When we moved to Pouillé I started having some reservations. I didn't want to give up the things I loved doing- the blog, my podcast, writing articles- just to fit in. It was also important for me to maintain my independence and autonomy. Ben, who is friends with many winemakers and also really great at talking about wine, and passionate about tasting it, was obviously going to become deeply involved with winemaking. He even planned on enrolling in an organic winemaking course. I've always been supportive and excited about the prospect, and thought of taking on winemaking as a life choice we made together, but I never wanted to be known as Ben's girlfriend or a femme de vigneron (a winemaker's wife), which is a designation I hate and wish would disappear along with “housewife”.
Reading stories of women confronted with similar circumstances was helpful.

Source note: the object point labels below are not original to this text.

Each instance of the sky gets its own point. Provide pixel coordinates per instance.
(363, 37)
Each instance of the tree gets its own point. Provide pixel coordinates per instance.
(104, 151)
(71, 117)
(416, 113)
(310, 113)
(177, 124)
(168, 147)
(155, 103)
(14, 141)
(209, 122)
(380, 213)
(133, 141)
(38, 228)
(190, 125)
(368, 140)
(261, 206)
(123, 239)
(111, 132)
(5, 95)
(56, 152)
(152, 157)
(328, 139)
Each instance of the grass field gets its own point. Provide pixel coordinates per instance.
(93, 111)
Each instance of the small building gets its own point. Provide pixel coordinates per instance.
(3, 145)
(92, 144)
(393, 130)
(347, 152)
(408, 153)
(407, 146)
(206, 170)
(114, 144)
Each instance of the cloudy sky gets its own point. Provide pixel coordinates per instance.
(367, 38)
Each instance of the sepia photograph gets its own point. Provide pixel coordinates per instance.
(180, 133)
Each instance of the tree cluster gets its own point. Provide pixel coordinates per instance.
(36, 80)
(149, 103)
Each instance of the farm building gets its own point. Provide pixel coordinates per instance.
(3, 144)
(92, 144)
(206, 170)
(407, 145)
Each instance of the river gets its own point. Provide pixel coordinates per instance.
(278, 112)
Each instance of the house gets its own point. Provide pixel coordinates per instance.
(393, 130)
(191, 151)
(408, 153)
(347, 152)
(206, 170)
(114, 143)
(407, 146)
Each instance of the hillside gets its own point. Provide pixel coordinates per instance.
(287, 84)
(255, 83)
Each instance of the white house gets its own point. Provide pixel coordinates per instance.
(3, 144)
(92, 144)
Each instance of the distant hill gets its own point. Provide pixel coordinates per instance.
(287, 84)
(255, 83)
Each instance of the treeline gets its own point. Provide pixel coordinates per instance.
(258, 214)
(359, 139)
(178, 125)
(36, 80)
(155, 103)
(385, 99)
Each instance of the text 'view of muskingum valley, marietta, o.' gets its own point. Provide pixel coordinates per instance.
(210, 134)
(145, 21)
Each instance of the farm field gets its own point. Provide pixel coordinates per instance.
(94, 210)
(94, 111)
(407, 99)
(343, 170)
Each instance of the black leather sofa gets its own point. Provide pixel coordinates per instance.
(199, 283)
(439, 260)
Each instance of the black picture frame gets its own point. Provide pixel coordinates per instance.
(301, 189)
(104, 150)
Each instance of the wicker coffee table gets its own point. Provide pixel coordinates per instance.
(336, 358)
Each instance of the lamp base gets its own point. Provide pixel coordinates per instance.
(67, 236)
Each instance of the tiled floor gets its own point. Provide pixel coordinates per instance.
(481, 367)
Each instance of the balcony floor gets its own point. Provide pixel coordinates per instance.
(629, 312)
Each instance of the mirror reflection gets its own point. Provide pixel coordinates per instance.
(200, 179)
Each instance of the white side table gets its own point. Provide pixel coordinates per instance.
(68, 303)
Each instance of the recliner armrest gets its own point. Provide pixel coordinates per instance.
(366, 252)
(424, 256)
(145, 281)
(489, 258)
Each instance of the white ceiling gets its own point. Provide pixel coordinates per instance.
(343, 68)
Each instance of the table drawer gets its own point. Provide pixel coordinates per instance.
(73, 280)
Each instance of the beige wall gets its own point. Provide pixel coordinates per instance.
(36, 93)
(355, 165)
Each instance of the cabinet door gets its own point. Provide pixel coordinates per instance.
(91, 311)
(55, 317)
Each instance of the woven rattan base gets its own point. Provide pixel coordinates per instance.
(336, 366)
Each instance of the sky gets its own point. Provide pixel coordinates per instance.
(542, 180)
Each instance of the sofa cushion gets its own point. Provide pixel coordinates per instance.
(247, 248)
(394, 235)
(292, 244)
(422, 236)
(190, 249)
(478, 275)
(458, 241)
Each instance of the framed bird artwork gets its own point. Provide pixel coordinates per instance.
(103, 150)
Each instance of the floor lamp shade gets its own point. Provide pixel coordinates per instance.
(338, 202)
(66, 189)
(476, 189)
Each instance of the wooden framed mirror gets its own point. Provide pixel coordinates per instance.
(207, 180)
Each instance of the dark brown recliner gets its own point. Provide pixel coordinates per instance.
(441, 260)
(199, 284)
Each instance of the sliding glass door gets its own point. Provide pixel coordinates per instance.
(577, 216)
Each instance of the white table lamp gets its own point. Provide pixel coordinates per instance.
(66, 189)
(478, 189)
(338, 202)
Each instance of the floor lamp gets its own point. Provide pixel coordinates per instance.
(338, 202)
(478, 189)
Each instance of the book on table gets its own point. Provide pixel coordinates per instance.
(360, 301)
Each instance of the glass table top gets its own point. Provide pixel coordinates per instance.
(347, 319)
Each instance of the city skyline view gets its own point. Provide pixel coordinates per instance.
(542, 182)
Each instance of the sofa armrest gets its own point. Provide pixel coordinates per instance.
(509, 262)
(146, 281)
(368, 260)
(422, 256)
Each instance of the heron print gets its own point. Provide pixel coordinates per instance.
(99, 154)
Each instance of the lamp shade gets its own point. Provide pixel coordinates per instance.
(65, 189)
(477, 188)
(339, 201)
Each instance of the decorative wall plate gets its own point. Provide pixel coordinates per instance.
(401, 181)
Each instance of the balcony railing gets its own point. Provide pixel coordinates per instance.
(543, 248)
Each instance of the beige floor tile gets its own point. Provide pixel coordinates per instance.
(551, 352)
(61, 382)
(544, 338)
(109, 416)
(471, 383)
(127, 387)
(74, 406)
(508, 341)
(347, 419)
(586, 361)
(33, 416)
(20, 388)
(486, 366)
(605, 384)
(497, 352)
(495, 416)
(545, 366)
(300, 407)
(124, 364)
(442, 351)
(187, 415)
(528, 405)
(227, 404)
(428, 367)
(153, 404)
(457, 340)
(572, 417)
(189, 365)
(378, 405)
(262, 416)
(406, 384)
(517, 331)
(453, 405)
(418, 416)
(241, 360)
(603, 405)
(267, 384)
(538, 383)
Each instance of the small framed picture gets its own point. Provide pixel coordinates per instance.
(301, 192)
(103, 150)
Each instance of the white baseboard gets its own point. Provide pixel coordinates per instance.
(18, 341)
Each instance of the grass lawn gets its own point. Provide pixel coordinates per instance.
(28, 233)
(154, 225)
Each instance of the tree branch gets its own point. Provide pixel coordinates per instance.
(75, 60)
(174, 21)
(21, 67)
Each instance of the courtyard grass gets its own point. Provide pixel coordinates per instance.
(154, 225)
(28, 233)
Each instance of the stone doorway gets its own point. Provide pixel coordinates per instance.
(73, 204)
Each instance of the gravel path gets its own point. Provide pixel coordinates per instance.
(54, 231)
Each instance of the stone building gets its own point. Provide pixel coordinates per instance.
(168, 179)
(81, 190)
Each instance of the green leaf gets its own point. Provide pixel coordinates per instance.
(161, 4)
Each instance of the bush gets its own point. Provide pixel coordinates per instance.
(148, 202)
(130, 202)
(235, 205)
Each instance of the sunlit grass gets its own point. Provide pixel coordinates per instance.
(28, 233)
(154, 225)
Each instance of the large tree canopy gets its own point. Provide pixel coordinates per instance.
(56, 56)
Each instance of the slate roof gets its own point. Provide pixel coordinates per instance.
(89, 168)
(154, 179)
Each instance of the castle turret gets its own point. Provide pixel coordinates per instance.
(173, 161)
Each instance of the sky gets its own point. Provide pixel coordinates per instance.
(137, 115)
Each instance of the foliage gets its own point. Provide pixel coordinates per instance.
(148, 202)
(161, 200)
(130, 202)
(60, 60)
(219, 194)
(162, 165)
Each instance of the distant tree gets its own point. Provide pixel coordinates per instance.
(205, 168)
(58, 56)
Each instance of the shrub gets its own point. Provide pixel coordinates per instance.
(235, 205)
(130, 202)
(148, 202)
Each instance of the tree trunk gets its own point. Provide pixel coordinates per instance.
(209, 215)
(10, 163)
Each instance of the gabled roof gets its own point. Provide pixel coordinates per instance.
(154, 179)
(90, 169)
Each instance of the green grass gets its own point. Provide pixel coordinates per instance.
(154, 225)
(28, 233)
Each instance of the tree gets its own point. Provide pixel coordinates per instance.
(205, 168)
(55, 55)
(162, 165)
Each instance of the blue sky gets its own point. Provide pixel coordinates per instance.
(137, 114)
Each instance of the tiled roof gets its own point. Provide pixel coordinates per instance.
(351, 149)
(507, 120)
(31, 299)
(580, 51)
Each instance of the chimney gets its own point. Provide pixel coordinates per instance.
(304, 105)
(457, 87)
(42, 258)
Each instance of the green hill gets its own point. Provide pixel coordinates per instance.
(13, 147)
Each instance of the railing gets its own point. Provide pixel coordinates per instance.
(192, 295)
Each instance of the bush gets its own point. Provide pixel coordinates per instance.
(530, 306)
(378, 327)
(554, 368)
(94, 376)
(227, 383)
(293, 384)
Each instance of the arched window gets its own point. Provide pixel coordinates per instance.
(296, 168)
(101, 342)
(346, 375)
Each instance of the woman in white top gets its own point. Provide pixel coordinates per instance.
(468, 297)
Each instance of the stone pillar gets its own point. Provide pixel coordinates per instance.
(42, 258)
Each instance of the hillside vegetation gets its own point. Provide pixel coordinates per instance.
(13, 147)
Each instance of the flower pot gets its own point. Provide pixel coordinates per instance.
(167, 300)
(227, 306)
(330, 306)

I related to Molly Wizenberg in Delancey when she wrote about her hesitations to become involved with, and then later the challenges of working within, her husband's restaurant. It was a relief to feel like I wasn't alone in wanting to both share dreams, but also create distance, from my partner. But these reservations also inhibited me, leaving me inside looking out, instead of in the vines. And I love being in the vines.
It seemed a good time to get back out there. I sober texted Noëlla and asked if she needed any help. She's a winemaker, so of course the answer was “yes”. Their job never ends and it was time to fold the canes, or long branches of the vines, taming them with staples by attaching them to shin level wires.
Everything is better outside. A cup of coffee. The latest issue of the New Yorker. Anything done barefoot. And so much more is possible outside. A bike ride. A longer walk than you expected taking. Running into a neighbor or a friend. I knew all of these things before, in Paris I got outside often (never barefoot, but...). I biked everywhere, took the long way home when I walked, lingered in coffee shops as friends wandered in and out. But a cup of coffee can only last so long and a walk or a bike ride eventually brings you home.
Working outside here in the vines, it means really being outside. Hopefully under the sun, sometimes in the rain, often with cold or wet hands. But wet hands aside, while I was spraying Noëlla's vines with sheep fat, basically a stroll with a cool Ghostbuster's accessory, I was working- but also wondering “what else would I even be doing right now?”
In Paris I'd be running around, stressed but smiling once I saw the Tati sign on the horizon and knew I was closing in on Boulevard Barbès. Or chatting with the guy who had been selling random things in his chaotic bazaar of a boutique across the street from me for 30 years, or maybe running into a friend if life made our paths collide. Living in a city teaches you how to live with others, really live together in a place where space is limited. But outside- the big, green, buttercup, mint, and clover outside- helps you learn to live with yourself. I think that's a lesson worth making compromises for.